An infectious disease specialist should be consulted for evaluation of both early- and late-stage African trypanosomiasis in a symptomatic patient with recent travel or suspicious parasitic exposure.

Because African trypanosomiasis is so rarely encountered in the United States, it may be advisable to contact the Centers for Disease Control and Prevention (CDC) in Atlanta, Georgia, for assistance in the diagnosis and treatment of this disease (Division of Parasitic Diseases, 770-488-7760; Drug Service, 404-639-3670).


Long-Term Monitoring

In both early and late-stage trypanosomiasis, symptoms usually resolve after treatment, and the parasitemia clears on repeat blood smears.

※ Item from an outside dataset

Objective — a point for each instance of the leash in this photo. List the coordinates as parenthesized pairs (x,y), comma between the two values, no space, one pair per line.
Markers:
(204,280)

Patients who have recovered from late-stage East African trypanosomiasis should undergo lumbar punctures every 3 months for the first year. Patients who have recovered from West African trypanosomiasis should undergo lumbar punctures every 6 months for 2 years.

If symptoms return, the CSF WBC count is higher than 20/µL, or trypanosomes are still present in blood or CSF, a relapse is suggested. However, a persistently elevated CSF WBC count may also be observed in recovering patients; thus, the change (increase or decrease) in the WBC count is more diagnostically helpful than the count by itself. If a relapse is noted, repeat treatment with melarsoprol or eflornithine may be considered.